Archi-militant | PPP : ce n’est qu’un début, continuons le combat

La technique des PPP, partenariats public-privé, c’est parfois un peu l’histoire du chat et du renard qui font croire à Pinocchio qu’en enterrant des pièces d’or dans un champ, il en récoltera mille fois plus. Cette histoire, les pouvoirs publics belges n’entendent plus forcément se la laisser conter longtemps…

On connaît la disette à laquelle les pouvoirs publics sont soumis en Belgique. Et l’on sait que dans ces conditions, la formule du PPP a souvent été acceptée par les pouvoirs publics pour concrétiser les grands projets qu’ils ne peuvent plus forcément toujours financer sur fonds propres ou sur emprunt. Parfois, cette formule est attractive pour le public. J’écris “parfois”, ce qui induit donc “pas toujours”... Dans certains grands dossiers, notamment ceux qui ont été liés à la construction de prisons ou de piscines, cette formule s’est au bout du compte révélée être désastreuse sur le plan financier. La Régie des Bâtiments est bien placée pour le savoir, elle qui a dû au bout du compte décaisser des sommes bien plus élevées qu’attendu après avoir privilégié cette formule pour de nombreuses opérations.

Au début des années 2000, la Cour des comptes s’était déjà fendue d’un avis tranché sur la question.

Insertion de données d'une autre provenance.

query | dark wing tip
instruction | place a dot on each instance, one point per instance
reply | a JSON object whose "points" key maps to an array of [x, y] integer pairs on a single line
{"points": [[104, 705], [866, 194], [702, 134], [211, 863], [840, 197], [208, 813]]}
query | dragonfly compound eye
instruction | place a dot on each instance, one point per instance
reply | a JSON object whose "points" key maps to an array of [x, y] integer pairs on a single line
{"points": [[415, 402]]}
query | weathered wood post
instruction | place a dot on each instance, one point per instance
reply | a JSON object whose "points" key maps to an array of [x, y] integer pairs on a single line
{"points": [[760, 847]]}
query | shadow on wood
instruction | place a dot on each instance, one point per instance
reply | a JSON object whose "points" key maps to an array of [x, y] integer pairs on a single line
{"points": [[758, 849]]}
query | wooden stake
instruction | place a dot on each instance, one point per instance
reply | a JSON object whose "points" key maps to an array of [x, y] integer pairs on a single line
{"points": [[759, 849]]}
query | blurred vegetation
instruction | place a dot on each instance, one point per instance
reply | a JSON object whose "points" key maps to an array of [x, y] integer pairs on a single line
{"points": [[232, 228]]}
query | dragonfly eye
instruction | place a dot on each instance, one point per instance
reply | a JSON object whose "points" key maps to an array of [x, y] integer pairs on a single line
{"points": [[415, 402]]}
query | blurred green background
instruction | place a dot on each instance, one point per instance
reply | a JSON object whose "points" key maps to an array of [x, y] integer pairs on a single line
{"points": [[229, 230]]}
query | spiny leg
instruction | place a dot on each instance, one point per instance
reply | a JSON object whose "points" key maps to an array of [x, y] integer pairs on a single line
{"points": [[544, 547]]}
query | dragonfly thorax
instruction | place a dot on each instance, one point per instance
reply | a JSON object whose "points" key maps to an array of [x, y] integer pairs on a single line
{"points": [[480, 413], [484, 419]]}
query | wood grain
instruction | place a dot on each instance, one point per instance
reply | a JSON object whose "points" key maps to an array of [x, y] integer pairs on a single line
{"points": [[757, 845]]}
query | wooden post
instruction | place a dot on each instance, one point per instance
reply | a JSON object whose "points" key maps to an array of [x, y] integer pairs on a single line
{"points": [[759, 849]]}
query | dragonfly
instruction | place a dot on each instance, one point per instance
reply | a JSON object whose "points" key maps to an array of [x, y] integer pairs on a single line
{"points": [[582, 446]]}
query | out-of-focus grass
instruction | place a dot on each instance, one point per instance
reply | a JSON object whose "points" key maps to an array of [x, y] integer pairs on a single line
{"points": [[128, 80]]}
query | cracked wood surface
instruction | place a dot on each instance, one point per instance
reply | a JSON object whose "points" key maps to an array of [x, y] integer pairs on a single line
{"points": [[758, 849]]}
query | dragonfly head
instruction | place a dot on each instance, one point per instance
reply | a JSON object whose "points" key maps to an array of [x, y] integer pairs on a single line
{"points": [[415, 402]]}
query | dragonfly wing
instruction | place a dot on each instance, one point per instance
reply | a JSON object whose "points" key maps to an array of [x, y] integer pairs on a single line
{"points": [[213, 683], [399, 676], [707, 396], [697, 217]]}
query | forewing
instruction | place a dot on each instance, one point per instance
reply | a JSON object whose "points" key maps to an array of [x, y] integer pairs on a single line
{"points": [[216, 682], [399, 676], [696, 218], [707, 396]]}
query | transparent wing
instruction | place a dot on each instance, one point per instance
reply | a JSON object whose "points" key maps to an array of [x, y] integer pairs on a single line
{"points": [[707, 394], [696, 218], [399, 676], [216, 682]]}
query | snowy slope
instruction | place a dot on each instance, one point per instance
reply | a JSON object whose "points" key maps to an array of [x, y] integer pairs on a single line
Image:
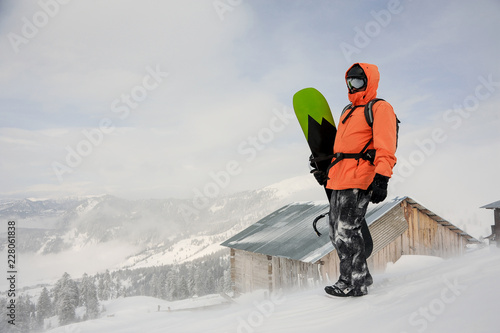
{"points": [[416, 294]]}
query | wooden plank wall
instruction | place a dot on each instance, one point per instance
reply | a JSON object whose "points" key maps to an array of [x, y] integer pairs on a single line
{"points": [[424, 236], [254, 271], [288, 273]]}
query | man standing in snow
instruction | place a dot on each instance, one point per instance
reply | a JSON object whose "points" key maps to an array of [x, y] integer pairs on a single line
{"points": [[364, 157]]}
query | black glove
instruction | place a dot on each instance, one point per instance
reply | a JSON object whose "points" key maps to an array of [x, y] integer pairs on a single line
{"points": [[379, 188], [320, 176]]}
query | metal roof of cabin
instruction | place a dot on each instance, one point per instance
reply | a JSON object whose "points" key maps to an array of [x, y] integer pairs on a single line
{"points": [[493, 205], [288, 231]]}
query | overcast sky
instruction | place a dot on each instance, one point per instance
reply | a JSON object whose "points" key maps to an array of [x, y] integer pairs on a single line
{"points": [[161, 99]]}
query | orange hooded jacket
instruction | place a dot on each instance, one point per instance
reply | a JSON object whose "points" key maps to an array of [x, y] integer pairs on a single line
{"points": [[354, 133]]}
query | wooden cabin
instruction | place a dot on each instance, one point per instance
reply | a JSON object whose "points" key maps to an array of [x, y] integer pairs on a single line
{"points": [[282, 250]]}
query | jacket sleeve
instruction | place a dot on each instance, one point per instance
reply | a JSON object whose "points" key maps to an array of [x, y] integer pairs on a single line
{"points": [[384, 138]]}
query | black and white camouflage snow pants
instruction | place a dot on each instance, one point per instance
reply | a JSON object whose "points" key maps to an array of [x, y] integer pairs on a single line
{"points": [[347, 212]]}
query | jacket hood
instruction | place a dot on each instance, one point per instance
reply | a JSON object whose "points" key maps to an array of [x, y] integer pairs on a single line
{"points": [[372, 77]]}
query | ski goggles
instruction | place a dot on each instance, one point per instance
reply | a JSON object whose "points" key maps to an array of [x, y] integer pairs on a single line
{"points": [[354, 83]]}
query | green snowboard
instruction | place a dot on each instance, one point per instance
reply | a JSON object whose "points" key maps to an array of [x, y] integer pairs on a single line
{"points": [[316, 121]]}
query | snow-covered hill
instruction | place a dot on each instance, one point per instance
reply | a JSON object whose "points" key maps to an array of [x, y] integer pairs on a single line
{"points": [[416, 294]]}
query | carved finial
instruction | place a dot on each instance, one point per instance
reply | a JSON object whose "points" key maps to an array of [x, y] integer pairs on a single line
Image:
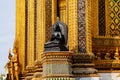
{"points": [[58, 19]]}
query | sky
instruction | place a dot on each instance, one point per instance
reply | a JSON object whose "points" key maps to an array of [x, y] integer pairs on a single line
{"points": [[7, 30]]}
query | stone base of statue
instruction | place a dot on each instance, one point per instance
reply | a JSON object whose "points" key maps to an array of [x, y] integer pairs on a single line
{"points": [[38, 71], [53, 46], [56, 65]]}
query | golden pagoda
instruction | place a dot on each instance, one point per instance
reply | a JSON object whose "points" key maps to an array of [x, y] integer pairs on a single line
{"points": [[93, 40]]}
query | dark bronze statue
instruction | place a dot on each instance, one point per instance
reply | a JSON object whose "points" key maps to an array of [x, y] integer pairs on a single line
{"points": [[59, 36]]}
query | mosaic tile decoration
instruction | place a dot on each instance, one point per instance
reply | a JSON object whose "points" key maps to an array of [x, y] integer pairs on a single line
{"points": [[114, 14], [81, 27]]}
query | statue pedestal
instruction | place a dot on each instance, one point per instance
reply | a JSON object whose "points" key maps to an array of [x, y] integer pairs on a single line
{"points": [[38, 71], [64, 65], [56, 65], [83, 68]]}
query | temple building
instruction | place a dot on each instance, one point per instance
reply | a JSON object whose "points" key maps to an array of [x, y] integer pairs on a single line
{"points": [[92, 40]]}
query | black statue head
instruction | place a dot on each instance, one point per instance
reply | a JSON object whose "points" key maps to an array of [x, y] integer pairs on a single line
{"points": [[58, 40], [59, 32]]}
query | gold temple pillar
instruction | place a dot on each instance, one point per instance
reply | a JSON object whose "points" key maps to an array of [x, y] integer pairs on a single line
{"points": [[30, 50], [72, 26], [20, 32], [88, 26], [40, 28], [93, 16], [54, 11]]}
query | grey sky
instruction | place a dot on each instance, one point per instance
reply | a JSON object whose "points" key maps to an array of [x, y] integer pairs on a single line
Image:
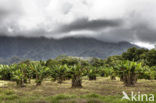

Près d’une décennie plus tard, l’économiste Jean-Marc Rombeaux (UCLouvain) signait une opinion dans la Libre Belgique qui remettait le couvert de manière très explicite, évoquant un mécanisme financier profitant au privé aux dépens des finances de l’Etat. L’économiste n’est pas n’importe qui puisqu’il travaille au sein de l’Union des villes et des communes et qu’il est expert à la fédération des CPAS.

Ces institutions sont justement amenées à se lancer dans la construction de nombreuses Maisons de Repos et de Soins (MRS) afin de répondre à l’inexorable vieillissement de la population. Pour les partisans du PPP, les CPAS (que l’on sait désargentés) constituent autant de proies faciles, mais les temps changent. De mieux en mieux formés, les gens à la tête de ces organes ne s’en laissent plus conter. En témoigne cette formation dispensée par la Cellule d’Information Financière (CIF) de la Région wallonne à propos de l’opérationnalisation de la formule du PPP pour le logement. Peu connu du grand public, cet organe poursuit des missions essentielles à la bonne santé financière pour le Gouvernement wallon et pour le Gouvernement de la Fédération Wallonie-Bruxelles puisqu’il a acquis une belle expertise en matière de PPP. Une expérience dont il a fait bénéficier les mandataires publics et responsables financiers des administrations ce mercredi 30 novembre pendant deux heures. Deux heures, c’est sans doute encore insuffisant si l’on veut permettre à tout un chacun d’utiliser cette formule de manière plus encadrée, mais gageons que ce n’est là qu’un début. Et continuons le combat!